The action is in line with the apex bank’s 2021 circular, where the Central Bank of Nigeria (CBN) had barred banks and other financial institutions from facilitating crypto trades or serving crypto users.
Strict compliance to ‘no crypto’ eule
According to Bloomberg, CBN fined Stanbic IBTC Bank, the domestic arm of Standard Bank Group, for 200 million naira ($478,595). Meanwhile, the country’s major lender, Access Bank Plc., was penalized to the tune of 500 million naira ($1,202,733). In addition, United Bank for Africa Plc (UBA) will shed 100 million naira ($240,547) as penalty.

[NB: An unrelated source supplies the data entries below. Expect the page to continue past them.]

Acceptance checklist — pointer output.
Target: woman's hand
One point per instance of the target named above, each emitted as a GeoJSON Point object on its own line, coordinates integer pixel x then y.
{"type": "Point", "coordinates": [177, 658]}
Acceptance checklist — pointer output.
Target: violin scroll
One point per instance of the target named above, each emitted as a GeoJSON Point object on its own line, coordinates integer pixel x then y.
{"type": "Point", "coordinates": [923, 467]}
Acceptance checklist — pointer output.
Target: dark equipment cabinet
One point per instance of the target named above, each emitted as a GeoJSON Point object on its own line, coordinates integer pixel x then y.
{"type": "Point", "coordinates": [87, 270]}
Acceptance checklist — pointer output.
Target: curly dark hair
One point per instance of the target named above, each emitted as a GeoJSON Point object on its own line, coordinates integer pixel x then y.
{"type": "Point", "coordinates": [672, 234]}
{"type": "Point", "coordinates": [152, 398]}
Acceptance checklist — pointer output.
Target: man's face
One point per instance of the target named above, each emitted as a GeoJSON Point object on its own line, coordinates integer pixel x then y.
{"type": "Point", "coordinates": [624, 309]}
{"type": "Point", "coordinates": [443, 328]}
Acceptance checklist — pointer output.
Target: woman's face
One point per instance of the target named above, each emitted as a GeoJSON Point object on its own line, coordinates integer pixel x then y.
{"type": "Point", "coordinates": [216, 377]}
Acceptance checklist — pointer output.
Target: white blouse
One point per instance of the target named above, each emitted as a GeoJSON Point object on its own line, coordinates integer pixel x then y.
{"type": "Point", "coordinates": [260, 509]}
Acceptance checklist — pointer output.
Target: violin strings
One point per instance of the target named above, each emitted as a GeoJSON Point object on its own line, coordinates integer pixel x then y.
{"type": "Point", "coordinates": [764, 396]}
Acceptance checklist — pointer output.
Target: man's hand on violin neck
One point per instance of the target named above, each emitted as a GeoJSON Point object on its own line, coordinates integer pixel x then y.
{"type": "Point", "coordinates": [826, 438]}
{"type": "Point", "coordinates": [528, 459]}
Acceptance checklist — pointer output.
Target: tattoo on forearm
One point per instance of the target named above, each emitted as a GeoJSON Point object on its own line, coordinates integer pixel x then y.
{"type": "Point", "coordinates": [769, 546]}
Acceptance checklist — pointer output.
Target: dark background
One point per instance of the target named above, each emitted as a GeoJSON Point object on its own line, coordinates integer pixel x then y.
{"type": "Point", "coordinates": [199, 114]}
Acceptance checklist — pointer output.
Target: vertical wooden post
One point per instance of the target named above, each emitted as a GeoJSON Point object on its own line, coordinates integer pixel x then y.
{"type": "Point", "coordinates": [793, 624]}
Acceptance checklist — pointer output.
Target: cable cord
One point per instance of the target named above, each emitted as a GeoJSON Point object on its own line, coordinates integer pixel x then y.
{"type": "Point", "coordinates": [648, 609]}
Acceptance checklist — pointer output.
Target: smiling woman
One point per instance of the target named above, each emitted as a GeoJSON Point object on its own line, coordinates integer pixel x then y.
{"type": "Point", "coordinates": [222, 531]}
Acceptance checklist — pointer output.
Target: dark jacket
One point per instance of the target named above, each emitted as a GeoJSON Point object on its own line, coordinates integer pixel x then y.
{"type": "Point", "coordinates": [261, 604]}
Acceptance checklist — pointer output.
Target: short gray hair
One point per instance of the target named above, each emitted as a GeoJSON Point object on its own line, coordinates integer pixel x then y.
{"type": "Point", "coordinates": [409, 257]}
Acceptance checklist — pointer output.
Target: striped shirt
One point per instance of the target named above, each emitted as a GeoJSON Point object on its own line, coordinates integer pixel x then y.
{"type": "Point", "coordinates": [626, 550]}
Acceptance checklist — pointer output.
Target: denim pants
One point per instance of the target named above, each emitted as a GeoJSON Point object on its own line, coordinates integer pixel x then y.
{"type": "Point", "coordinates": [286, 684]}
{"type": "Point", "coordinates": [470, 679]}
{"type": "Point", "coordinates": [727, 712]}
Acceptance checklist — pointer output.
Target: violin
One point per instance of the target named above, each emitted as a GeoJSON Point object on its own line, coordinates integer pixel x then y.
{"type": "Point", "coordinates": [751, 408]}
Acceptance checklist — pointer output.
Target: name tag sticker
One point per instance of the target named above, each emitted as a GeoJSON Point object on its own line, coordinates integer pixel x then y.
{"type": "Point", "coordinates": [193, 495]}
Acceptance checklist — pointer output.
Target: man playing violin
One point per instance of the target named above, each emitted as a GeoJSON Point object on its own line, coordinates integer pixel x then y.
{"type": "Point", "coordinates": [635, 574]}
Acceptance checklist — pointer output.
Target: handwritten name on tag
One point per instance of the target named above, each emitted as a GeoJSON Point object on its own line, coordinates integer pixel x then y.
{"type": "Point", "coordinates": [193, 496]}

It is alleged that Stanbic was pulled up for facilitating two accounts that might have been used for crypto transactions, as per Chief Executive Officer Wole Adeniyi. He added that while the bank is compliant with the regulatory directive, the sanctioned transactions might have circumvented the bank’s system.
Meanwhile, Access’ failure to shut crypto accounts and a crypto customer on UBA’s clientele might have got the lenders on the watchdog’s radar.
It is reported that CBN exclusively uses “advanced capability” to detect these loopholes in compliance.
In this regard, Adeniyi stated, “It doesn’t seem that they are going to entertain a refund, but they are now sharing intelligence with us to be able to kind of deter clients.”
P2P crypto transactions continue to rise
Despite the crypto sanctions, Chainalysis had found last year that Nigeria is one of the many emerging countries with a high adoption index. It had found that the country contributes to a major chunk of transaction volumes on peer-to-peer (P2P) platforms. The blockchain data platform had also highlighted that Africa’s most populous country has the largest proportion of retail users conducting transactions under $10,000.
In addition, Nairametrics highlighted recently that despite a ban in place, citizens continue to trade crypto. The report found that Nigeria’s peer-to-peer transactions rose by 16% on an annual basis. Interestingly, Paxful and Localbitcoins, Nigeria’s P2P platforms, clocked a volume of $400 million.
Having said that, CBN has also officially launched its CBDC e-naira in October last year. However, data corroborated by analysts suggest that Nigerians prefer private crypto over e-naira. Despite some short-lived interest soon after the CBDC launch, reports highlight that the citizens turned back to crypto owing to Naira’s poor performance.
It is noteworthy that Naira’s free fall has been biting the economy for quite some time.